Seminars & Colloquia Calendar
Comparing models and data using computational algebraic geometry and topology
Heather Harrington, Oxford University
Location: Hill 425
Date & time: Friday, 01 February 2019 at 1:30PM - 2:30PM
Abstract: I will overview my research for a very general math audience. I will start with motivation of the biological problems we have explored, such as tumor-induced angiogenesis (the growth of blood vessels to nourish a tumor), as well as signaling pathways involved in the dysfunction of cancer (sets of molecules that interact that turn genes on/off and ultimately determine whether a cell lives or dies). Both of these biological problems can be modeled using differential equations. The challenge with analyzing these types of mathematical models is that the rate constants, often referred to as parameter values, are difficult to measure or estimate from available data.

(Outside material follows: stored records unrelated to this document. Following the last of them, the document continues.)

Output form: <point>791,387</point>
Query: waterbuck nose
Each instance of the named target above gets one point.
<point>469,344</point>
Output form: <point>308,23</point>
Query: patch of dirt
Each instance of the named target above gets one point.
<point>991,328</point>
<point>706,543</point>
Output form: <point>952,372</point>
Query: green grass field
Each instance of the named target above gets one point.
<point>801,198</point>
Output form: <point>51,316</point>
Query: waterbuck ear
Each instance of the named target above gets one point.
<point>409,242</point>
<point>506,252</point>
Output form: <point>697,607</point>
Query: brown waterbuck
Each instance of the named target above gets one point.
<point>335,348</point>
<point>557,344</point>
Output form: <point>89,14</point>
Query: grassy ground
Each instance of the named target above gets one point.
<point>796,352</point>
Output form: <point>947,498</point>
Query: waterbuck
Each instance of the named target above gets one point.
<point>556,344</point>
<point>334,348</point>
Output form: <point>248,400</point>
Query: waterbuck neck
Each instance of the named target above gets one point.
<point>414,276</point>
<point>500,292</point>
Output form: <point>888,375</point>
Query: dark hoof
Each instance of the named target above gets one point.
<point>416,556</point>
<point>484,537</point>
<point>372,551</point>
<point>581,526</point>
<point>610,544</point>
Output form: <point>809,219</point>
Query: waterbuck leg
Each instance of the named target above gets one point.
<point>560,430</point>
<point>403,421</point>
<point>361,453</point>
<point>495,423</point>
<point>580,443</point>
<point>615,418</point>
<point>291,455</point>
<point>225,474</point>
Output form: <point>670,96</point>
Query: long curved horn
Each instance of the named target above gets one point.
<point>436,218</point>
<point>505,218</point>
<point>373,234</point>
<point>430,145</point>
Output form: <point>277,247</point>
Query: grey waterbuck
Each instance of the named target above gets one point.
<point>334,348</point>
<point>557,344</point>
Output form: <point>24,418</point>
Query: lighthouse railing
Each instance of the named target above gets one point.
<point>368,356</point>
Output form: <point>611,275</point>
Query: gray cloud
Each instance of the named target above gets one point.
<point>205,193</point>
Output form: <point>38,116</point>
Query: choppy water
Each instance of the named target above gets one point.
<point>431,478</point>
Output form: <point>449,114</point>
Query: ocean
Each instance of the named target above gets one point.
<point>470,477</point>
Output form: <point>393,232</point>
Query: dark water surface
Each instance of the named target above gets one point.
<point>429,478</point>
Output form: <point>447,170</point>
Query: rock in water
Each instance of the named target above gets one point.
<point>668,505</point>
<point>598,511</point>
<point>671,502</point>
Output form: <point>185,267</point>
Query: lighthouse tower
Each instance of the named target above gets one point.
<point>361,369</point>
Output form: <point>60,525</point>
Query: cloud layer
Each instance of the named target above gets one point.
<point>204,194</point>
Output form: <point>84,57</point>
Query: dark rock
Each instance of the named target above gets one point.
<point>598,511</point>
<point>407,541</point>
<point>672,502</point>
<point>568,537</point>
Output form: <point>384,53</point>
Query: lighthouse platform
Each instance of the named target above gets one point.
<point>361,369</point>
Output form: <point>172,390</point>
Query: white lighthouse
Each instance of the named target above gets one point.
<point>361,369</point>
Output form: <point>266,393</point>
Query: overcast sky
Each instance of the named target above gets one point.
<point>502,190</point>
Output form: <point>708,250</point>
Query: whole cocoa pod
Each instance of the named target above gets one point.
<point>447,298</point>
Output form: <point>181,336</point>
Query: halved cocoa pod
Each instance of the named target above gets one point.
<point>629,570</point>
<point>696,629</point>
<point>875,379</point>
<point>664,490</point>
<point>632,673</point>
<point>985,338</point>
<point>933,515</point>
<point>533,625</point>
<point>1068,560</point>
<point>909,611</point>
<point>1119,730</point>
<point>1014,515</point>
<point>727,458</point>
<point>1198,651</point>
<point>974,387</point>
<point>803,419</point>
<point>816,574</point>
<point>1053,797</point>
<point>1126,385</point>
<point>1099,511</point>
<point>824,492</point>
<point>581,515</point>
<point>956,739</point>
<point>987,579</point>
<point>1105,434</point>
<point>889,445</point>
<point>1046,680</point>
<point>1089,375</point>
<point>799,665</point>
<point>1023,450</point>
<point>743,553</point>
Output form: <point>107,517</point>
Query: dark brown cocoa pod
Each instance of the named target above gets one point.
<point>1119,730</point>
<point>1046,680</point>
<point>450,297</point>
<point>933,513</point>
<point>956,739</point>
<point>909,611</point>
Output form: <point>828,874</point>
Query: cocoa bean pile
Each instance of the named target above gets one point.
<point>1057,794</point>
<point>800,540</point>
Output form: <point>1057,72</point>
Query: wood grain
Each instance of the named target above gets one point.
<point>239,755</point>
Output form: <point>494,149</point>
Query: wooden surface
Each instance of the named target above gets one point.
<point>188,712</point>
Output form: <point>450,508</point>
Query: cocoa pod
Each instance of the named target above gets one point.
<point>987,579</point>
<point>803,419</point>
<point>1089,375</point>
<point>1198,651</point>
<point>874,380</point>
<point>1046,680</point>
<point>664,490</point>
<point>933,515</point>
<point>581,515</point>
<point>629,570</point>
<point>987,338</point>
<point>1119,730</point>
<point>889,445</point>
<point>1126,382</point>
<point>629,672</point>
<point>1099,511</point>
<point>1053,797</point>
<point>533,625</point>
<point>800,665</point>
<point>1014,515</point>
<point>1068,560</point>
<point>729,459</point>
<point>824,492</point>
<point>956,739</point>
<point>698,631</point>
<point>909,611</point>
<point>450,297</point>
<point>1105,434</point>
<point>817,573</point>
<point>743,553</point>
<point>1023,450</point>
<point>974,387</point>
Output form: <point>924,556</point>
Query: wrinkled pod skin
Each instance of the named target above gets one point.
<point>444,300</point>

I will present mathematical methods we have developed to enable us to compare mathematical models with experimental data. Depending on the type of data available, and the type of model constructed, we have combined techniques from computational algebraic geometry and topology, with statistics, networks and optimization to compare and classify models without necessarily estimating parameters. Specifically, I will introduce our methods that use computational algebraic geometry (e.g., Grobner bases) and computational algebraic topology (e.g., persistent homology). I will present applications of our methodology on datasets involving cancer. Time permitting, I will conclude with our current work for analyzing spatio-temporal datasets with multiple parameters using computational algebraic topology. Mathematically, this is studying a module over a multivariate polynomial ring, and finding discriminating and computable invariants.